Here’s how P.G. Wodehouse might have put it: Where the Academy Awards are concerned, screenwriters have a tendency to feel, if not exactly disgruntled, then still, very far from gruntled.

It isn’t the award per se. On the contrary, screenwriters are overjoyed to be recipients, just like everyone else. My father won a screenwriting Oscar back in the ‘60s, and there’s no question he regarded it as the capstone of a long and complicated career. The statuette was displayed proudly on the mantel ever after and was trotted out for anyone who entered my parents’ house, not excluding FedEx drivers and befuddled strangers asking for directions.

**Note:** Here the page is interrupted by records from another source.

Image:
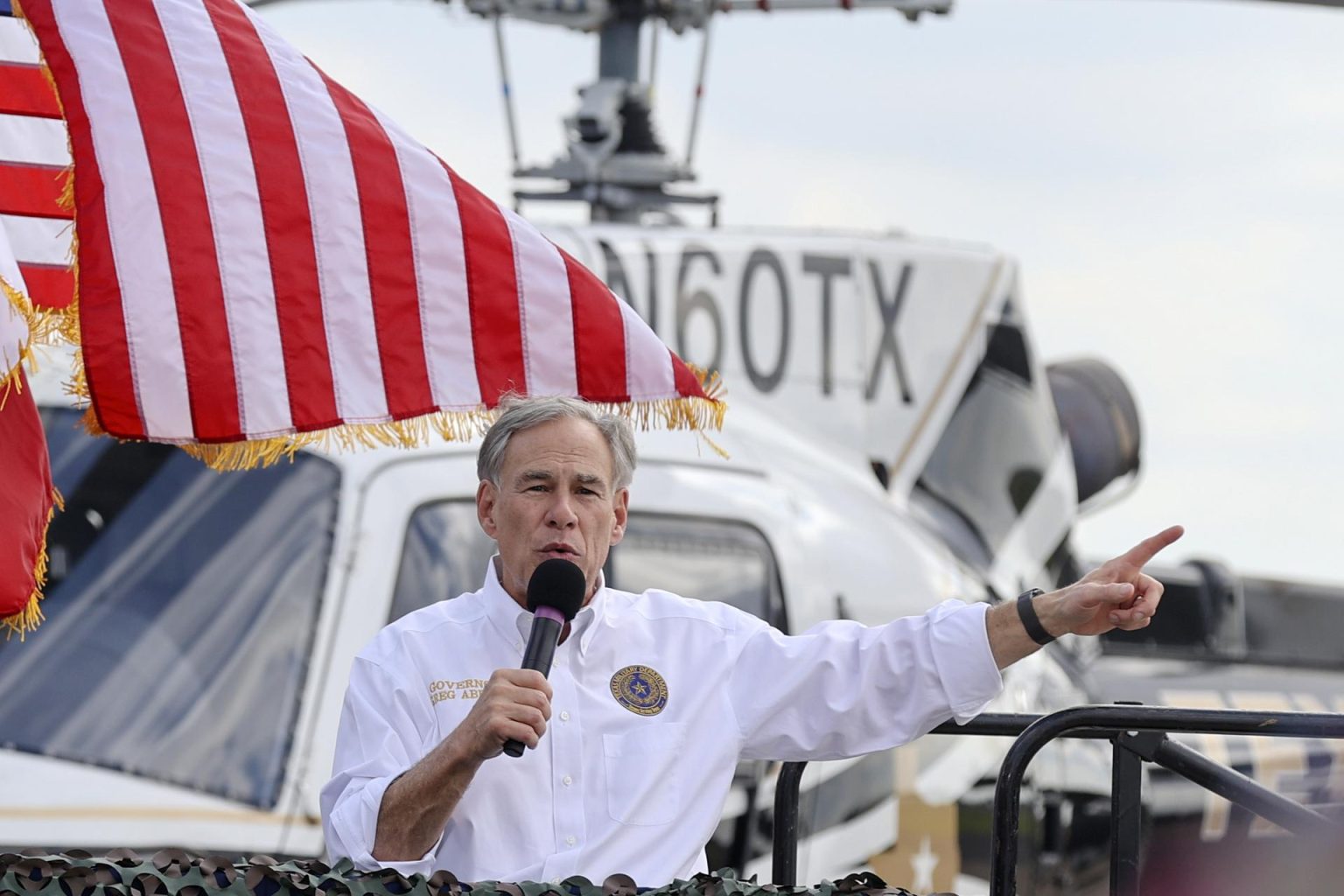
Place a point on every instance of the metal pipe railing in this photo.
(1120, 724)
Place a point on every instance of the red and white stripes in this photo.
(32, 160)
(262, 254)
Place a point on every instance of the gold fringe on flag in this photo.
(30, 617)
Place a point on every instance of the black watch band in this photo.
(1030, 621)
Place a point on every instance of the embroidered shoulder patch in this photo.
(640, 690)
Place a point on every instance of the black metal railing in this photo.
(1138, 734)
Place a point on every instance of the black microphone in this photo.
(554, 594)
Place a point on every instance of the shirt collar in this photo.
(512, 620)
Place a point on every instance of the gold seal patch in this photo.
(640, 690)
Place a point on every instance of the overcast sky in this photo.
(1170, 173)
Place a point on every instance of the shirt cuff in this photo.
(962, 653)
(360, 817)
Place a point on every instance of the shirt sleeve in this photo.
(381, 735)
(844, 690)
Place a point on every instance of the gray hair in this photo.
(524, 413)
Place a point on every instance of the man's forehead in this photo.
(564, 441)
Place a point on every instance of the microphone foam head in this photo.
(558, 584)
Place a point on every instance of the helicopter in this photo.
(909, 349)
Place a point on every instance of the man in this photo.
(654, 697)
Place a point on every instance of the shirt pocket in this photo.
(644, 774)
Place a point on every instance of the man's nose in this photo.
(561, 512)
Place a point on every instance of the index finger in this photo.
(1148, 549)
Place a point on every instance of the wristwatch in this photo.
(1030, 621)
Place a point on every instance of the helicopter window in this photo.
(445, 554)
(993, 453)
(180, 610)
(706, 559)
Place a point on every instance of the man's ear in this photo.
(622, 512)
(486, 496)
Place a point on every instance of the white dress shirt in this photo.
(634, 766)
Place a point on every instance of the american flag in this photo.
(262, 256)
(25, 491)
(32, 158)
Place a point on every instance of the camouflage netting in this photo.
(172, 872)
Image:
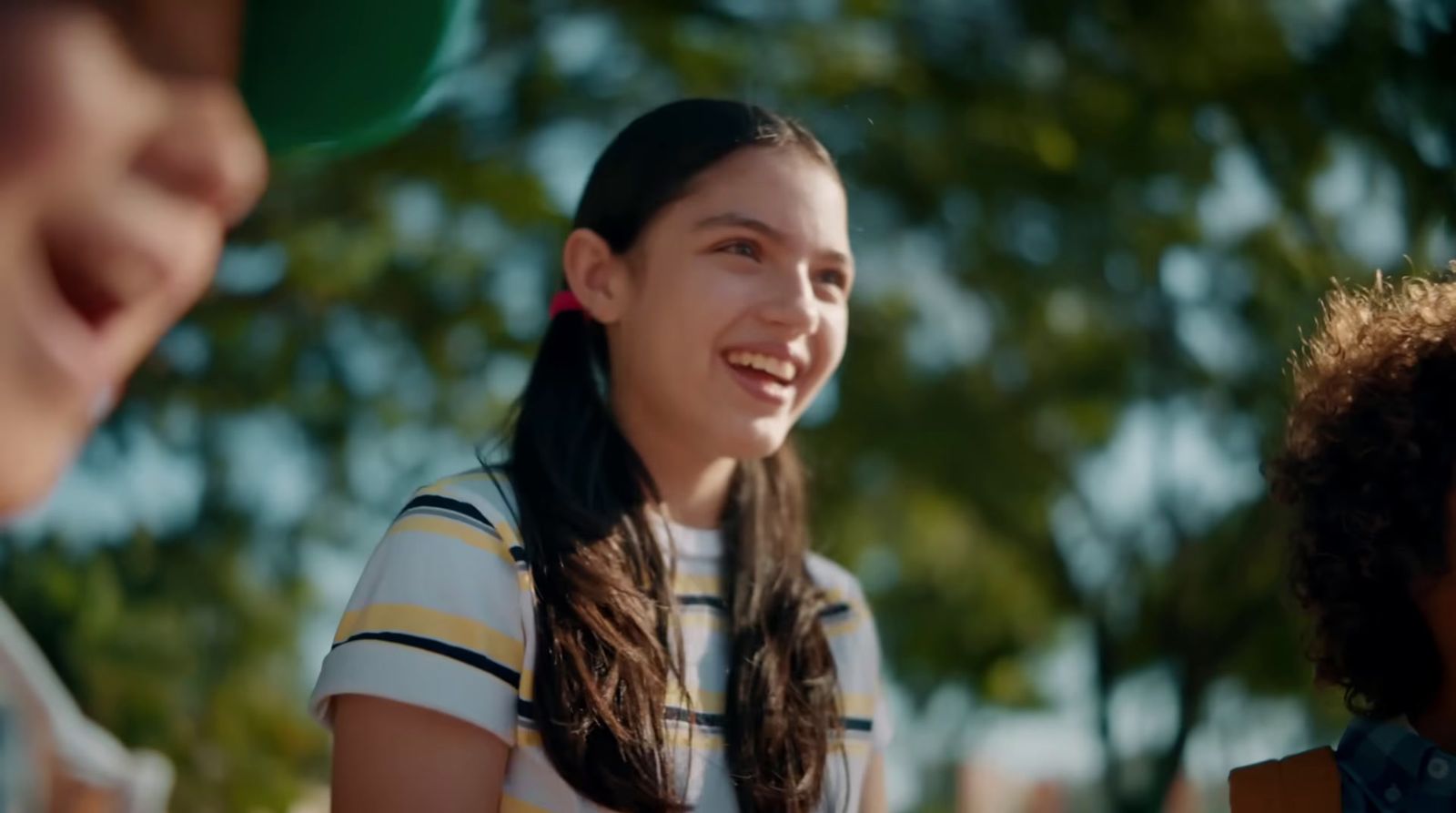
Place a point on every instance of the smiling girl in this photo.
(625, 614)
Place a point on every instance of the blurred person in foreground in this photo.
(1368, 466)
(126, 155)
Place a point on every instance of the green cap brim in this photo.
(342, 76)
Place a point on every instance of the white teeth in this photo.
(776, 368)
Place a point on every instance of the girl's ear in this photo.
(597, 276)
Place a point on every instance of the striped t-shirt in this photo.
(443, 618)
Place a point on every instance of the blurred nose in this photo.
(208, 150)
(791, 303)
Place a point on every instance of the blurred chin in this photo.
(31, 473)
(756, 441)
(40, 444)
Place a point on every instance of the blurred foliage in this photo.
(1077, 220)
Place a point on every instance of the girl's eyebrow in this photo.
(754, 225)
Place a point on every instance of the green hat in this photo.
(346, 75)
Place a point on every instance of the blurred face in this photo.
(123, 160)
(737, 310)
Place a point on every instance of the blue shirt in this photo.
(1385, 767)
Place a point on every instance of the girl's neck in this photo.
(693, 488)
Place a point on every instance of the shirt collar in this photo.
(1394, 765)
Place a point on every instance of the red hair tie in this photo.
(564, 302)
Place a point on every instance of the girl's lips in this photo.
(762, 386)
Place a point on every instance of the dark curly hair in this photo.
(1368, 465)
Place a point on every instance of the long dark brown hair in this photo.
(608, 648)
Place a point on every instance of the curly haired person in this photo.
(1368, 468)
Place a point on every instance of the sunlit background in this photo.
(1088, 237)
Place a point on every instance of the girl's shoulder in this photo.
(846, 611)
(484, 495)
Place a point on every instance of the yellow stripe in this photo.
(506, 529)
(717, 703)
(701, 740)
(455, 529)
(433, 624)
(844, 626)
(686, 584)
(858, 706)
(511, 805)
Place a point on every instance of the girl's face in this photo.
(737, 306)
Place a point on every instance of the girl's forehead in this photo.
(779, 187)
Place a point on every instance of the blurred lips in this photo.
(766, 371)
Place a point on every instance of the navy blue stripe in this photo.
(470, 657)
(446, 503)
(717, 602)
(858, 725)
(463, 509)
(677, 714)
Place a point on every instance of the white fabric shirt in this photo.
(443, 618)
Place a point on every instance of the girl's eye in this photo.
(742, 248)
(834, 277)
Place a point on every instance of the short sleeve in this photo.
(849, 624)
(436, 619)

No, what we writers hate about the award is the way it’s presented. Generally, some impossibly good-looking actor or actress—or occasionally, some classy novelist with no connection to the medium—invokes the scriptural cliché, “In the beginning was the word.” After this bit of cultural piety, the audience is shown five short pieces of film, each containing a snippet of snappy dialogue. This is meant to represent the writer’s contribution. Now, snappy dialogue is certainly part of what screenwriting consists of, but viewers are led to assume that it’s all it consists of. Most of us writers have had the experience, at one time or another, of devising an original story idea, working out the plot, creating the characters, constructing the scenes, and yes, writing the snappy dialogue, and then going to the theater and seeing the words “A film by,” followed by the director’s name. A director who was hired long after the film was conceived, written, and then repeatedly re-written. It doesn’t always happen this way, of course—movie development is a rich and mysterious process, and ideas can come from anywhere—but this one’s at least as common as any other.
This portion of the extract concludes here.